International Dissertation Research Fellowship 2011
Institutional Affiliation (at time of award):
History, University of Texas / Austin
War, Politics, and Ritual in Colonial Borderlands of the New World: Spanish-Indian Conferences as Spaces of Negotiation and Cultural Hybridity (Chichimeca, Guarani, and Mapuche)

My dissertation project is at the same time a revisionist, comparative, and interdisciplinary study of the complex dynamics of three colonial borderlands of the Spanish Empire in America.The Chichimeca from northern New Spain, the Guaraní from the Paraguayan jungle, and the Mapuche of the forests of southern Chile and the pampas of Rio de La Plata were three native societies that challenged the Spaniards' military capacity in the New World. The successful resistance of these three cultures forced the Spanish Empire to implement a policy of agreements based on the recognition of their political autonomy and territories. My research focuses on the Spanish-Indian Conferences, interethnic councils that began among the Chichimeca, but reached a higher level of complexity among the Guaraní and Mapuche.
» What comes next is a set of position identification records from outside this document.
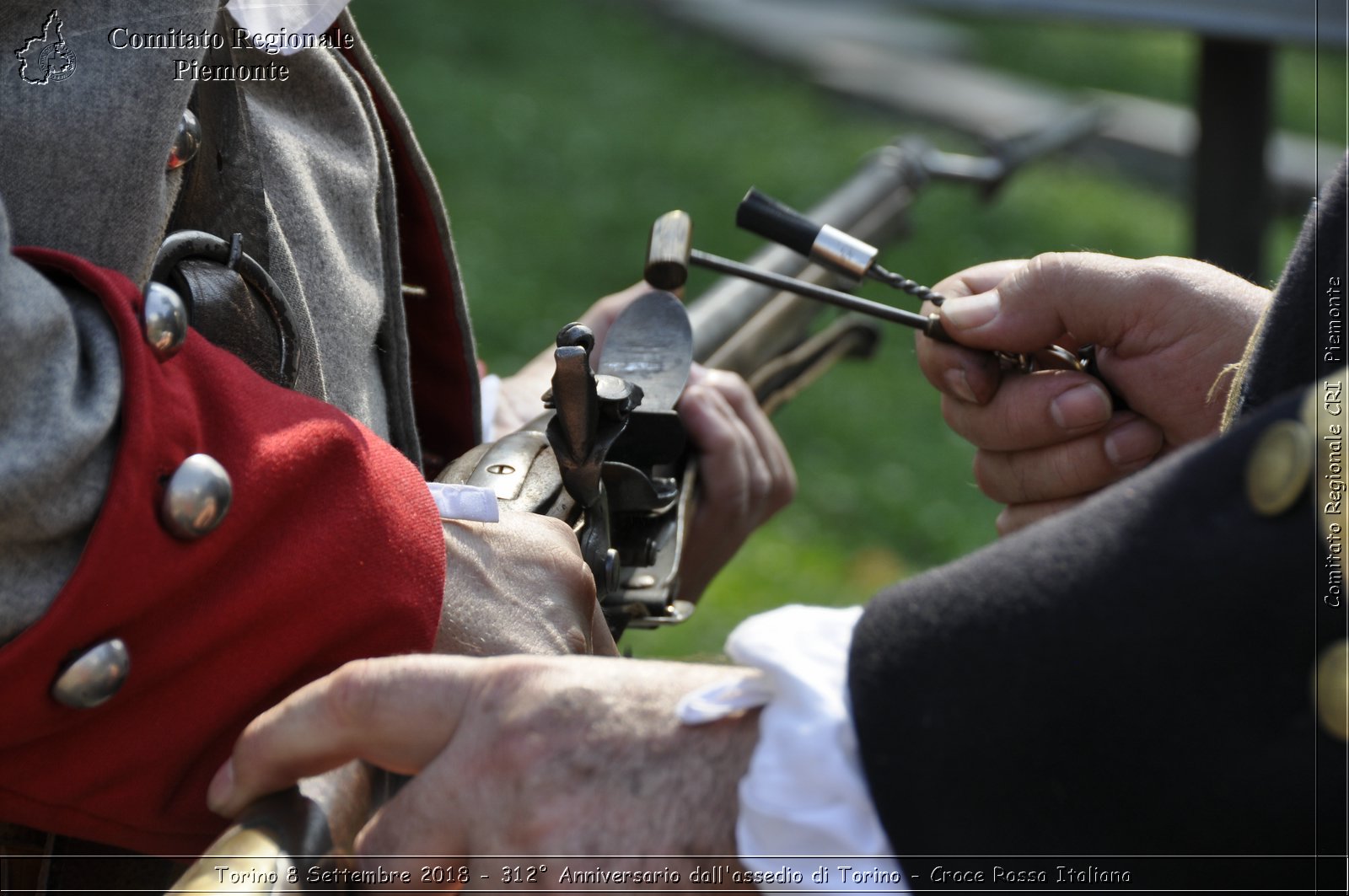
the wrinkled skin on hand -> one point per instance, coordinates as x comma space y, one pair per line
1167, 331
519, 586
745, 471
513, 756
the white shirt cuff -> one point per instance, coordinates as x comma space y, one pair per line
804, 797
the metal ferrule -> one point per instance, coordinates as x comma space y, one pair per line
843, 253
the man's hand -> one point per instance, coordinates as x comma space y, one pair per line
746, 474
1164, 328
519, 586
513, 756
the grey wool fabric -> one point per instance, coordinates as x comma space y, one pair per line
83, 170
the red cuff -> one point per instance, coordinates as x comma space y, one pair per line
331, 550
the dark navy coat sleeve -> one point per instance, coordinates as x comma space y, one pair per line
1133, 676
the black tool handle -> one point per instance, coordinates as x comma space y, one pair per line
761, 213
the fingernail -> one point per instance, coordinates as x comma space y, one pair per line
222, 786
968, 312
1085, 405
959, 385
1133, 442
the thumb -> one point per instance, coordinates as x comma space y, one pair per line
1097, 298
397, 713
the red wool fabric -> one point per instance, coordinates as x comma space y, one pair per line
331, 550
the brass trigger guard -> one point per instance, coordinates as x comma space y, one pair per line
1029, 363
1083, 361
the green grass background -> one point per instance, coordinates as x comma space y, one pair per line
560, 128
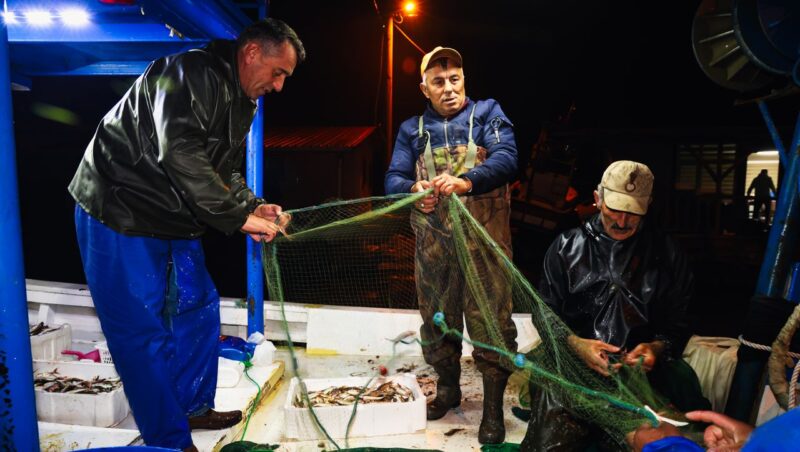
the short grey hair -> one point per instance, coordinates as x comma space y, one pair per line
270, 33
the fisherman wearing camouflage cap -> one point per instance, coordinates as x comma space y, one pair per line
622, 287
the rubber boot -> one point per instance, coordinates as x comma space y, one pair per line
448, 390
493, 429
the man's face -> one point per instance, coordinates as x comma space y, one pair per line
618, 225
261, 73
445, 88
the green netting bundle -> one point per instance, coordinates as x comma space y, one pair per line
370, 252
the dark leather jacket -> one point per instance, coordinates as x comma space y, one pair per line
166, 161
621, 292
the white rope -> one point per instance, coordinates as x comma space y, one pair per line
743, 341
795, 373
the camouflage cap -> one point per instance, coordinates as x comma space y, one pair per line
627, 186
439, 52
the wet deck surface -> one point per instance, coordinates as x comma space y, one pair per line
457, 431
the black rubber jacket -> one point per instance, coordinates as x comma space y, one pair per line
621, 292
166, 160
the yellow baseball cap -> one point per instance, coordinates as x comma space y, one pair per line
435, 54
627, 186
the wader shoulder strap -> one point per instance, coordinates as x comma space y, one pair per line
472, 148
427, 156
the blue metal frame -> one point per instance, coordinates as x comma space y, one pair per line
783, 238
18, 426
120, 41
255, 180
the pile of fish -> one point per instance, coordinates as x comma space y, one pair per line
55, 382
346, 395
41, 328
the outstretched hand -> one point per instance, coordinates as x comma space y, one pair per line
428, 203
446, 184
259, 228
594, 353
646, 434
268, 211
725, 434
647, 352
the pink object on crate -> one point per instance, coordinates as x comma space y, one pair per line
94, 355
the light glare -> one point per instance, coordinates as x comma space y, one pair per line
9, 18
38, 17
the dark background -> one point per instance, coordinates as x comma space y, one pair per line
624, 64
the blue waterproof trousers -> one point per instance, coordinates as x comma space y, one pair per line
159, 311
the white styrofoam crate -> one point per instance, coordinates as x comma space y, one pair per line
100, 410
49, 345
372, 419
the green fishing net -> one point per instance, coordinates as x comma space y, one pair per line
362, 252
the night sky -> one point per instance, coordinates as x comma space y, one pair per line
625, 64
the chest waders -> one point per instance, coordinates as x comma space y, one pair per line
444, 288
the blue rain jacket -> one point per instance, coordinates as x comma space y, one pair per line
491, 130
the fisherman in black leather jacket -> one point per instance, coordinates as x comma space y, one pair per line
623, 289
165, 164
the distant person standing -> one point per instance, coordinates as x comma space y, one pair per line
765, 191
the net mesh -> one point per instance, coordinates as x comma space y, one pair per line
362, 252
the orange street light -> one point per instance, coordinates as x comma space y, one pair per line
410, 9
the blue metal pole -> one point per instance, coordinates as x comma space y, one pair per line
783, 234
255, 180
18, 428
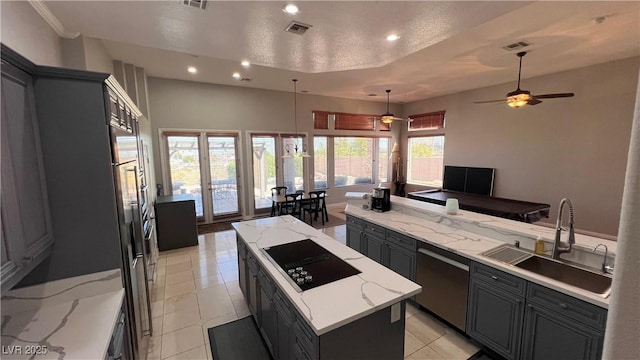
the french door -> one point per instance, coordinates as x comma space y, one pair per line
270, 169
205, 165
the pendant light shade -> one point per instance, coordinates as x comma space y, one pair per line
295, 149
387, 117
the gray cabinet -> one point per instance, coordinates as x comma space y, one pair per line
27, 234
495, 309
557, 326
355, 234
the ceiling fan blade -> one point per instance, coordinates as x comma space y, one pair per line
488, 101
552, 96
534, 102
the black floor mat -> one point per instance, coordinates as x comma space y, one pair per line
238, 340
The central hypothesis of this project is that these intercultural meetings were an instance of hybridity in which two cultural forms converged: Indian ritual and Spanish political protocol. As a revisionist study, this project problematizes the recent historiographical assertion that this policy of pacts mediated by gift-giving was born in French, British, and Dutch colonies, and was later borrowed by the Spanish. By contrast, I assert that it actually formed in the Spanish borderlands of the New World. This is a comparative study because it seeks to assess the successes and failures of the intercultural policies as they differed and converged along the borders of the Spanish Empire, and how the experiences of one region served to inform and shape the interethnic relationship in others. Finally, the interdisciplinary aspect of this study involves both a historical and discursive analysis of colonial documentation, and an interpretation of the material culture used in these Conferences through Interpretive Anthropology and Symbolic Archeology. Due to its interdisciplinary nature, my project requires working in both archives and museums.